Q: I have two questions about a new to-be constructed residence on the Big Island of Hawaii. I will have a rain catchment system (including for drinking) and solar power. Are standard roof mounted solar panels consistent with a rain catchment system? Would a fully weathered solid copper roof (Zappone shingles) be consistent with a rain catchment system?

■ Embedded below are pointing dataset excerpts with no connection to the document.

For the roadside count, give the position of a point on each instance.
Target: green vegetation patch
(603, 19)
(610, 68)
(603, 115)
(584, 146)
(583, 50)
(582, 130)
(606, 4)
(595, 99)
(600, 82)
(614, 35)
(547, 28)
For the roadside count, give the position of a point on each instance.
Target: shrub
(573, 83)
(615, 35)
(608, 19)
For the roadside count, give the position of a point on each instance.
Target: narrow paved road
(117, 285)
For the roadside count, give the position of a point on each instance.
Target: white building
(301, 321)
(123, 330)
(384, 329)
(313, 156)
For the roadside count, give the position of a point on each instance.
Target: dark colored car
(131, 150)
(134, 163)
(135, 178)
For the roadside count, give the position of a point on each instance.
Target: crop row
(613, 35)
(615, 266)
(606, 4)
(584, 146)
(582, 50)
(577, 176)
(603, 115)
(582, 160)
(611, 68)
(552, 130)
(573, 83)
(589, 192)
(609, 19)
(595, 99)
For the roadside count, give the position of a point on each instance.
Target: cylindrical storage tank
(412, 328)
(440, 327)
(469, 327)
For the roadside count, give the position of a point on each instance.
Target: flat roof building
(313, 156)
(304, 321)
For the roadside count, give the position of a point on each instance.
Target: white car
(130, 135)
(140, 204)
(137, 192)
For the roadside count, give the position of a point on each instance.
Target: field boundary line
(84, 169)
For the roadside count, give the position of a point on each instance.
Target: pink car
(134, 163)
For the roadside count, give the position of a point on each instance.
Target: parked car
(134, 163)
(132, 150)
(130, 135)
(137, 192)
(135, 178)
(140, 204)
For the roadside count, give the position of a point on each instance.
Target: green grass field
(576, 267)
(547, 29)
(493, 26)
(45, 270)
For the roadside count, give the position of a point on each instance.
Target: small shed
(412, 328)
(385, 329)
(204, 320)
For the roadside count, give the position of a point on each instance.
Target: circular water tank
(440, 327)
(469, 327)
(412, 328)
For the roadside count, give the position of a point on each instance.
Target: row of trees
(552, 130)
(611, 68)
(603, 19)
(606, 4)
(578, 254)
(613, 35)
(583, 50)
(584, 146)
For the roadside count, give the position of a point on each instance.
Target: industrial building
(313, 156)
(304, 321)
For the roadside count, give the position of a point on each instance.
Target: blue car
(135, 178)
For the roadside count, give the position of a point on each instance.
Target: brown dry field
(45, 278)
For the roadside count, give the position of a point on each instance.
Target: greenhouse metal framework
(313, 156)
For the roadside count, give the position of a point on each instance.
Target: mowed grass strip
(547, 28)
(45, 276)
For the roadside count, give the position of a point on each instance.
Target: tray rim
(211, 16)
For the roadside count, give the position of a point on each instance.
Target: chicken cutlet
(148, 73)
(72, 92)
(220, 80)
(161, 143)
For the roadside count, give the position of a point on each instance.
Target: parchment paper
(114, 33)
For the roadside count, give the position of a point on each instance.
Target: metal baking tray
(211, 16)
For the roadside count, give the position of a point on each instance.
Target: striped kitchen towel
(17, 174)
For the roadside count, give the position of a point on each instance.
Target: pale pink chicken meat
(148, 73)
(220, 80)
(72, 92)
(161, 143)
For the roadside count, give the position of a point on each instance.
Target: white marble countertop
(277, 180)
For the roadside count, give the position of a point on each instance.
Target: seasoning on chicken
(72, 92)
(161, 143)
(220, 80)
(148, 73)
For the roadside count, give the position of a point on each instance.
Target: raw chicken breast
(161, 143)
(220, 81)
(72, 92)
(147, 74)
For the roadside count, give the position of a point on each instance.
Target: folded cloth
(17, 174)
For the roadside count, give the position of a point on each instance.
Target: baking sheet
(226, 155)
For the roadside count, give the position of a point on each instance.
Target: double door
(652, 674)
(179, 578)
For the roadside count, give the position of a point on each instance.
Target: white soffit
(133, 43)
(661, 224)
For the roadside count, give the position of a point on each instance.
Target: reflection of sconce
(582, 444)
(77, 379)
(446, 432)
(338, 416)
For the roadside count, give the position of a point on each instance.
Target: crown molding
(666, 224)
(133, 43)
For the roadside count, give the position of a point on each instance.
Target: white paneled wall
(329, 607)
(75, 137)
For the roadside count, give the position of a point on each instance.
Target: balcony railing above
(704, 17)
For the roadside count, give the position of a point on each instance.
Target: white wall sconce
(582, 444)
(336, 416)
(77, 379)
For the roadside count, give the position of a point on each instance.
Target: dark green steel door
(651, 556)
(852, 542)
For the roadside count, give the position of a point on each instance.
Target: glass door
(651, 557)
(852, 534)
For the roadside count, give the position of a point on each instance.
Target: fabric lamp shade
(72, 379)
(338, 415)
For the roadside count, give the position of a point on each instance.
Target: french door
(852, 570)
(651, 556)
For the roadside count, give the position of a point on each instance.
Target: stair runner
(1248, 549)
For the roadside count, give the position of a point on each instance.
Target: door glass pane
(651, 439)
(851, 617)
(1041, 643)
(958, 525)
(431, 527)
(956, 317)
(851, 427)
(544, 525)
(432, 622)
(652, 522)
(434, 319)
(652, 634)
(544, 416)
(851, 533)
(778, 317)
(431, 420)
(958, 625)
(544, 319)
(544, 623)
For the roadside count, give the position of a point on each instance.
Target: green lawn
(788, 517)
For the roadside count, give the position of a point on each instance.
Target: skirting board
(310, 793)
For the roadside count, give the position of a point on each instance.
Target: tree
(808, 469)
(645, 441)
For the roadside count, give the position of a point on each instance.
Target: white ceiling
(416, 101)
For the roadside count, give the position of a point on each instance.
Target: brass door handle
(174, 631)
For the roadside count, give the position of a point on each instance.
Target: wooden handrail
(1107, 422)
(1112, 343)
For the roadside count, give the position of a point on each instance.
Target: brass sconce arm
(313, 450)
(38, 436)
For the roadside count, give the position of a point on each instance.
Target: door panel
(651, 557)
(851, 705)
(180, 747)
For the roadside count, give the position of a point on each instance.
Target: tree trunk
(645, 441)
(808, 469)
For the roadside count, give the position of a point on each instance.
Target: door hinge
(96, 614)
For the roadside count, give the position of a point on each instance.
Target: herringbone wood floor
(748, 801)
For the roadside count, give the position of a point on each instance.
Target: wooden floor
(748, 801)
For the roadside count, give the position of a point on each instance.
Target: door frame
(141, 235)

A: Don't see any problem with solar voltaics on a water harvesting roof.  As ever you need mechanisms to ensure the stored water is actually clean.  If you're going to drink it that's doubly important.  Copper roof should be OK as weathering is most likely copper oxide which is not easily soluble.  HOWEVER in this climate people install copper ridge strips to stop moss building up on tiled roofs.  That would indicate there is some effect from the copper long term.  As with all metals small amounts are a normal part of life.  It's concentrations which are problematic.  My guess would be that there will be acceptable drinking water, but I'd avoid using it with babies/young children and probably seek advice from a professional chemist.

Copper is a natural anti-bacterial and that's why Hawaiians use it for gutters, so I'm told. Your answer matches up pretty well with my research. As to quantities, copper water supply lines have been standard for a very, very long time, so I think I'm OK there. I'll be careful and test, though.

Q: I am living in the Dominican Republic where I plan to build a small round dome house on a hillside. My idea is to construct a support ring for the roof from concrete (over vertical walls of local rock), then build a catenary dome ferrocement shell roof. This will serve as the dome interior surface and will be the form for a rammed earth cap with a waterproof liner on top of the rammed earth, and a soil and grass cover. I am looking at a 30 foot diameter structure. If I build an under drain for the soil and grass cover and collect percolated water, is that water likely to be as potable as rainwater from an impervious roof? I mean, if the under drain is sand, will that constitute sand-filtering?

A: The usual route would be to grade the substrate. The fine on top to coarse below. This gives airspace for any bacterial action needed to breakdown pathogens. High lime content is a good choice for cleansing. You also want reasonably fast throughflow. If in doubt boil the water.